Additionally, the vast majority of unemployed workers (45 percent) report either a desire for any wage-employment opportunity – which according to the World Bank is an indication that their unemployment is not due to a highly discriminating search for employment – or a self-employment opportunity (27 percent), which is also an indication that they face challenges in establishing and running a business.
With regard to wage workers enrolled on social security or health insurance, the World Bank study says only 35 percent of wage workers report being entitled to employer-provided social security benefits; and only 15 percent of wage workers have access to health insurance, which comprises both private and public. This is largely attributed to the fact that only a few workers are provided with written contracts, as the report says 96 percent of workers without written contracts lack social security coverage.

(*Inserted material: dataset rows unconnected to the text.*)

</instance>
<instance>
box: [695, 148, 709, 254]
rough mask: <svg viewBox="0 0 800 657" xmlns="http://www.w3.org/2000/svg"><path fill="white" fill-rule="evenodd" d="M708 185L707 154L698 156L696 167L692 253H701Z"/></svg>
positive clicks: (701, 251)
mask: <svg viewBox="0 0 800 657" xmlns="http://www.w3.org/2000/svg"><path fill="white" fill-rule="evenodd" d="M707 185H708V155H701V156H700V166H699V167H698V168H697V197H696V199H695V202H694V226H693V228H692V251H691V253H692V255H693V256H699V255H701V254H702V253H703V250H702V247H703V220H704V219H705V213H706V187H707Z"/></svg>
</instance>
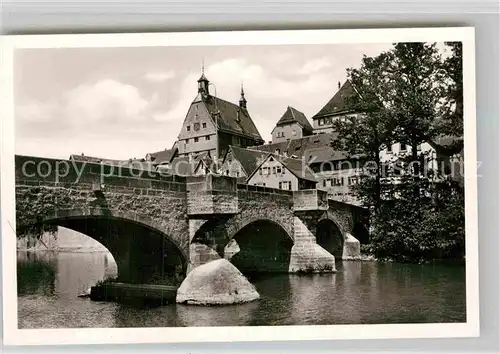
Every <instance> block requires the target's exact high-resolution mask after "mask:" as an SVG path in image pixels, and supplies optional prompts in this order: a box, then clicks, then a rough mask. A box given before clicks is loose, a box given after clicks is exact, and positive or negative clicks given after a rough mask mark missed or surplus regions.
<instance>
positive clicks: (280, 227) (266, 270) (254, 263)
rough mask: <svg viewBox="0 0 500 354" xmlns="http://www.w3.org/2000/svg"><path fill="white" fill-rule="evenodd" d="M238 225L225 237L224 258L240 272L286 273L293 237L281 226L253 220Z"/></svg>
mask: <svg viewBox="0 0 500 354" xmlns="http://www.w3.org/2000/svg"><path fill="white" fill-rule="evenodd" d="M240 226H241V227H240V228H239V229H238V231H236V232H232V233H231V234H228V236H229V242H228V243H227V244H226V247H225V257H226V258H230V259H231V262H232V263H233V264H234V265H235V266H236V267H237V268H238V269H239V270H240V271H241V272H243V273H257V272H258V273H265V272H269V273H271V272H284V273H285V272H288V269H289V264H290V257H291V249H292V247H293V237H292V236H291V235H290V233H289V232H288V231H287V230H286V228H285V226H284V225H283V224H282V223H280V222H277V221H275V220H272V219H265V218H253V219H250V220H246V221H245V222H244V223H241V224H240ZM228 255H229V256H228Z"/></svg>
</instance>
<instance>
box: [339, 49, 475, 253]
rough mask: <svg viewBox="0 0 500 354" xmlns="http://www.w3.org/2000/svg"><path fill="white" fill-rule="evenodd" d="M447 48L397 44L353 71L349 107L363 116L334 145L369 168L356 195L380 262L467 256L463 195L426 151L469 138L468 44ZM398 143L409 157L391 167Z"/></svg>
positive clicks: (345, 126)
mask: <svg viewBox="0 0 500 354" xmlns="http://www.w3.org/2000/svg"><path fill="white" fill-rule="evenodd" d="M446 46H447V48H448V50H449V51H450V50H451V54H450V55H448V56H446V55H443V54H446V53H443V52H442V51H440V50H438V49H437V47H436V44H428V43H397V44H395V45H394V46H393V48H392V49H391V50H389V51H387V52H385V53H382V54H380V55H379V56H377V57H375V58H370V57H366V56H365V57H364V58H363V60H362V64H361V67H360V68H355V69H348V71H347V74H348V79H349V80H350V82H351V84H352V85H353V87H354V88H355V93H354V94H353V95H352V96H351V97H348V98H346V106H347V107H348V110H349V111H351V112H355V113H356V114H352V115H351V116H349V117H348V118H347V119H345V120H338V121H336V122H335V123H334V127H335V129H336V130H337V131H338V133H339V137H338V138H337V139H336V140H335V141H334V142H333V143H332V145H333V146H334V147H335V148H337V149H340V150H343V151H346V152H347V153H348V155H349V157H350V158H352V157H356V158H358V159H359V161H362V162H363V171H362V174H363V175H362V179H361V182H360V183H359V184H358V185H357V186H356V187H355V188H354V192H355V193H356V195H357V196H358V198H359V200H360V201H361V202H362V203H363V204H364V205H365V206H366V207H368V208H370V210H371V211H372V215H371V221H370V223H371V226H372V233H371V245H370V249H371V251H372V252H373V253H374V254H375V255H376V256H378V257H380V258H391V259H394V260H398V261H406V262H422V261H426V260H432V259H442V258H461V257H463V256H464V250H465V241H464V240H465V236H464V235H465V228H464V221H465V216H464V215H465V214H464V198H463V195H464V194H463V189H462V188H461V187H460V185H459V184H457V183H456V182H455V180H454V179H453V178H447V177H444V176H441V175H440V174H439V170H437V169H435V170H434V168H435V164H430V162H431V161H432V160H433V159H435V156H434V157H433V156H432V155H429V153H428V152H426V151H421V150H420V148H421V146H422V144H425V143H430V142H435V139H436V138H438V137H440V136H461V135H462V131H463V97H462V96H463V89H462V50H461V43H446ZM460 141H461V140H460ZM397 142H400V143H403V144H404V146H409V147H410V148H409V152H408V153H402V154H400V155H395V154H394V155H391V160H390V161H389V162H388V161H383V160H382V159H381V154H380V152H381V151H382V150H384V149H386V148H387V147H388V146H391V145H392V144H394V143H397ZM429 166H432V168H429ZM398 167H399V168H398Z"/></svg>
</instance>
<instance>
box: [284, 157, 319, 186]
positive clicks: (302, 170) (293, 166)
mask: <svg viewBox="0 0 500 354" xmlns="http://www.w3.org/2000/svg"><path fill="white" fill-rule="evenodd" d="M281 163H283V165H285V167H286V168H288V170H289V171H290V172H292V173H293V174H294V175H295V176H296V177H297V178H300V179H306V180H308V181H313V182H317V181H318V180H317V179H316V177H314V174H313V173H312V171H311V169H310V168H309V165H308V164H307V161H303V160H299V159H292V158H285V159H282V160H281Z"/></svg>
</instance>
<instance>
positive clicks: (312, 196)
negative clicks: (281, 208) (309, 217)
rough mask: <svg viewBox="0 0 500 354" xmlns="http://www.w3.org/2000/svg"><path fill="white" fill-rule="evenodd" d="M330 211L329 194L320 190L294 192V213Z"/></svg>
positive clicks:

To address some of the challenges facing the labour market in the country and create more job opportunities for the youth, the Word Bank has proffered some solutions for government to implement. One is pushing for digital platforms to help expand productive, gainful work opportunities in the country.
“For Ghanaian policymakers, policies around the future of work should not be based on whether employment will be formal or informal, but how to make informal employment more productive and gainful. Digital platforms offer more and new opportunities for informal workers, not just in Ghana but across Africa, by opening up new markets to artisans and domestic workers. This shift can offer enough scale for artisanal producers of food, cosmetics and clothing to flourish, and it can help to accelerate informal trade at the regional and even international level.
“Ghana needs to significantly invest in digitalisation across the entire economy to spur economic growth and competitiveness, as well as to strengthen labour market outcomes. Such a digital transformation should include the expansion of digital infrastructure and cover public and commercial platforms, financial services, skills and literacy, and entrepreneurship. An important part of the digital economy comprises digitally-enabled enterprises and the integration of digital technologies with entrepreneurship ecosystems,” the report stated.
Again, the World Bank recommends a review of the country’s labour market policies and programmes aimed explicitly or implicitly at addressing the labour challenges of the youth, as it suggests overlapping objectives and similar core designs are present.
“Programmes also appear to be biased toward young people who are already relatively skilled, high school and university graduates, or urban residents. Government, along with the private sector, needs to improve the coherence and complementarity between programmes, as well as to improve their effectiveness, efficiency and impact on equity,” the report added.
Then, to further address youth unemployment challenges, the report adds that policies should include efforts to direct workers toward areas that are expected to produce productive and gainful wages and self-employment in both the short- and medium-/long-term. The authorities should also try to support these emerging employment areas to be conducive for the participation of young and other disadvantaged groups.